Il primo elemento culturale comune di queste comunità virtuali è quello della comunicazione libera, orizzontale, caratteristica indispensabile anche per l’imprenditoria in rete. Gli utilizzi commerciali di Internet sono nati da forme e processi inventati dalla cultura comunitaria, dagli hacker e dalle élite tecnologiche, per cui possiamo dire che Internet è stata ed è influenzata dal business quanto gli altri settori della società. Internet è stata l’elemento indispensabile per la creazione della new economy, caratterizzata da nuove regole e procedure di produzione, gestione e calcolo economico e gli imprenditori, senza i quali Internet si sarebbe diffusa ad un ritmo molto più lento e con applicazioni molto diverse, erano orientati da uno speciale insieme di valori.
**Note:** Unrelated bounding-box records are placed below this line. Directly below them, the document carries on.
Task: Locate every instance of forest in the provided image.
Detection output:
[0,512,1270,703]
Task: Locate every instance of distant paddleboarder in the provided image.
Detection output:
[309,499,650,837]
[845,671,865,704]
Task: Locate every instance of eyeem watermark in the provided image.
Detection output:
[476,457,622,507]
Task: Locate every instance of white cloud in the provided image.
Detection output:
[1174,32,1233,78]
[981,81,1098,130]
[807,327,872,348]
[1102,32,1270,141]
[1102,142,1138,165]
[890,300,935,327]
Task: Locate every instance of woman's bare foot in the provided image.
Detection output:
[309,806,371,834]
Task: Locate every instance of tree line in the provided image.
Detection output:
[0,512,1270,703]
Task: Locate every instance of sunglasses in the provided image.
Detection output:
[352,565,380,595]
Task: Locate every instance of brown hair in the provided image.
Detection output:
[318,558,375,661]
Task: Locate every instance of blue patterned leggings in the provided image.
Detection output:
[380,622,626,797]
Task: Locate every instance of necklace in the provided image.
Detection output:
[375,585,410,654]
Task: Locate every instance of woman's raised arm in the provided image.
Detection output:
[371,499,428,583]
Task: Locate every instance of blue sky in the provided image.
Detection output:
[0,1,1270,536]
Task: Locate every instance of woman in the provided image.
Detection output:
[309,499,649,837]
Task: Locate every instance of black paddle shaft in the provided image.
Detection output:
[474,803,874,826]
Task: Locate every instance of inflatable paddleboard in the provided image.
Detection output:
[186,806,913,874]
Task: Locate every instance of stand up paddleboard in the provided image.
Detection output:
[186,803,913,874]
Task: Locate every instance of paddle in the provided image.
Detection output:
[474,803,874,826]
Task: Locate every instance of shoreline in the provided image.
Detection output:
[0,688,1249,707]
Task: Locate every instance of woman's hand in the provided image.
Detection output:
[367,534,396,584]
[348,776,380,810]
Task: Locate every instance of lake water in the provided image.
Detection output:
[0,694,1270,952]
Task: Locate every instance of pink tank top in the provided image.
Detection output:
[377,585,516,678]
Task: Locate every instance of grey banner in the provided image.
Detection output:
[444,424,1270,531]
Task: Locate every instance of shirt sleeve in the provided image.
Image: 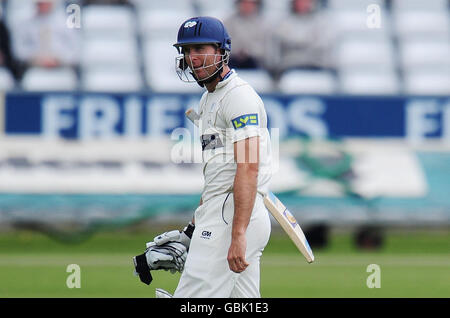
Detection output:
[223,86,262,142]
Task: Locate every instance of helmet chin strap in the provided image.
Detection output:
[191,51,227,87]
[191,61,223,87]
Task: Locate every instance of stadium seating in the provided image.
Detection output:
[340,67,401,95]
[404,68,450,95]
[0,67,15,92]
[335,37,396,70]
[21,67,78,91]
[0,0,450,94]
[81,67,143,92]
[143,38,201,93]
[81,5,136,36]
[399,37,450,69]
[278,70,336,94]
[236,69,274,93]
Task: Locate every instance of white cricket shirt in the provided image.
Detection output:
[199,70,272,202]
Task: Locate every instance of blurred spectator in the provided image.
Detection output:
[15,0,80,67]
[224,0,267,69]
[0,19,22,80]
[271,0,332,77]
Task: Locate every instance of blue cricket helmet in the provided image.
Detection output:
[173,17,231,51]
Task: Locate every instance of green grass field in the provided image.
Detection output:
[0,226,450,298]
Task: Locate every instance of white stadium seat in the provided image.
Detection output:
[236,69,274,93]
[335,37,395,69]
[81,67,143,92]
[81,5,136,35]
[393,11,450,39]
[327,0,386,12]
[138,9,195,39]
[404,68,450,95]
[131,0,193,11]
[327,9,392,37]
[81,36,139,67]
[143,39,202,93]
[278,70,336,94]
[196,0,235,21]
[399,38,450,69]
[392,0,448,11]
[0,67,15,92]
[339,69,400,95]
[21,67,78,91]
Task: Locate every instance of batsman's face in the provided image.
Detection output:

Questi imprenditori, specialmente nella Silicon Valley, che è stata il vivaio della

nuova impresa, hanno realizzato i loro guadagni grazie alle loro idee, quando la mancanza di nuove idee provocava perdita di denaro alle grandi aziende già affermate. Bill Gates, sebbene da giovane facesse hacking, non apparteneva alla cultura hacker e, anzi, nella sua celebre Open Letter to Hobbyists ha denunciato gli hacker come ladri. Rivendicando i diritti di proprietà (“Chi si può permettere di lavorare come professionista per nulla?”), Gates stabiliva la priorità del guadagno su quello dell’innovazione tecnologica. Così, Microsoft ha rappresentato la corrente imprenditoriale che ha commercializzato la tecnologia del computer, senza condividerne i valori fondanti (Castells, 2002a). Il rischio attuale, anche per Internet, è quello di far prevalere le logiche puramente di mercato, a scapito dell’uso per fini sociali, per esempio attribuendo un primato a logiche proprietarie.

Oggi, tuttavia, la rete è libera sotto molti aspetti e non solo per la realtà dell’etica hacker e della filosofia dell’open source. Uno di questi è la velocità di trasmissione, che è assicurata in uguale misura a ogni documento, senza distinzione in base al contenuto o alla provenienza. “Finora, la velocità con la quale le informazioni viaggiano su Internet è indipendente dalla loro qualità e da chi li invia o richiede. Quindi i pacchetti di dati si mandano e ricevono tutti con la stessa efficienza, che siano pagine di giornale online, telefonate via Skype, ricerche su Google, video e musica legali o illegali. Alcuni operatori vorrebbero cambiare. I costi di installazione delle reti a larga banda sempre più potenti sono ingenti. Molti operatori si sono chiesti se non sia possibile far pagare di più il trasferimento di pacchetti di dati di maggior valore o inviati da aziende disposte a pagare di più per un servizio migliore.” (De Biase, 11 gennaio 2007). Le conseguenze di un tale atto sarebbero devastanti per la rete e ne tradirebbero la filosofia e lo spirito democratico. Gli utenti/produttori non sarebbero più tutti uguali, non avrebbero cioè tutti le stesse opportunità di comunicare. Inoltre, ancora una volta a decidere sarebbero criteri economici o di opportunità, secondo le necessità di pochi operatori telefonici.